Advanced Micro Devices: Consoles And Semi-Custom More Profitable Than Expected
Based on Q3 numbers, to achieve the ~$450M OPEX goal, R&D spending totaled ~$290M, with SG&A expenses at ~$160M. Note, these numbers are not the actual Q3 numbers, but rounded to sum to AMD's target $450M OPEX.
During Q3, we can see this reduction in OPEX greatly assisted AMD in returning to profitability. And it's this reduction in OPEX that gives the semi-custom business so much clout.
In order to explain, in Q2 AMD's CS (computing solutions) operating segment generated an operating income of $2M on $841M in revenues, whereas GVS (graphics and visual solutions) was break even on $320M. Overall results for Q2 was an operating loss of $29M, with a net loss of $74M (interest expenses of $42M). If, in Q2, AMD had met the company's goal of $450M OPEX, it would have had a break even quarter at the operating level, with losses stemming mainly from interest charges.

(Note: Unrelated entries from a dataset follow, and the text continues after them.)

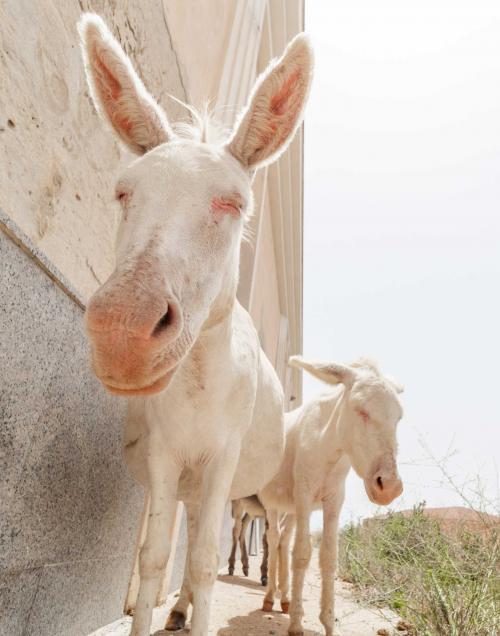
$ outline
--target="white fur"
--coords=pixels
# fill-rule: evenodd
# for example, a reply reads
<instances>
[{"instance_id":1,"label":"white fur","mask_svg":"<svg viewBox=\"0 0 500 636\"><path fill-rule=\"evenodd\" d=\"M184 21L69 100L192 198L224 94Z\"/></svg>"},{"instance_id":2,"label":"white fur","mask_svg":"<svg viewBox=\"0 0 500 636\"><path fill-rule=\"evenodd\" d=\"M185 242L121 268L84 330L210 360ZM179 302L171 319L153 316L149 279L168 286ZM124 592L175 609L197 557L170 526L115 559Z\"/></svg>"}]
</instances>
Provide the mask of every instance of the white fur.
<instances>
[{"instance_id":1,"label":"white fur","mask_svg":"<svg viewBox=\"0 0 500 636\"><path fill-rule=\"evenodd\" d=\"M226 502L262 488L284 450L282 389L235 296L242 231L253 207L251 171L275 158L300 125L309 46L297 39L270 66L254 94L258 103L250 104L243 132L237 126L230 145L209 144L205 136L173 132L100 18L87 14L79 27L96 107L141 155L117 184L123 209L116 269L86 313L96 374L110 391L135 396L125 458L150 491L132 635L149 636L181 498L189 517L191 634L205 636ZM272 98L290 66L302 79L286 85L283 104L293 104L293 112L281 113L279 143L269 138L268 148L246 150L265 117L261 89ZM235 196L231 213L214 211L214 198Z\"/></svg>"},{"instance_id":2,"label":"white fur","mask_svg":"<svg viewBox=\"0 0 500 636\"><path fill-rule=\"evenodd\" d=\"M396 426L403 411L393 381L366 360L347 366L293 357L290 364L339 387L285 416L285 456L278 473L259 493L269 522L269 585L264 609L271 609L277 592L278 549L279 559L285 559L280 563L281 602L288 607L288 543L290 526L296 520L289 634L303 634L302 588L311 556L309 517L314 508L322 507L320 620L327 636L331 636L337 526L344 482L352 466L372 501L387 504L401 493ZM279 524L279 513L284 512L295 515L288 518L286 536L282 536Z\"/></svg>"}]
</instances>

AMD creates CPU cores for the company's CS segment, and creates GPU cores for the GVS segment. The IP created to create CPUs, APUs, and GPUs is then used to create custom silicon, with the customer funding a large portion of the NRE (non-recurring engineering expense). This allows AMD to keep OPEX minimal (little R&D required on AMD's part to design the chips), while growing revenues.
The concern was the focus on gross margin, but this is the wrong view of the semi-custom model. Gross margin should be the concern of traditional products as AMD needs to recoup the R&D that goes into building them. Because there is little overhead from expenses like marketing, SG&A expenses also come in lower in semi-custom. So while AMD may take a gross margin hit to supply custom chips, most gross margin dollars fall to the bottom line, unlike in the traditional business.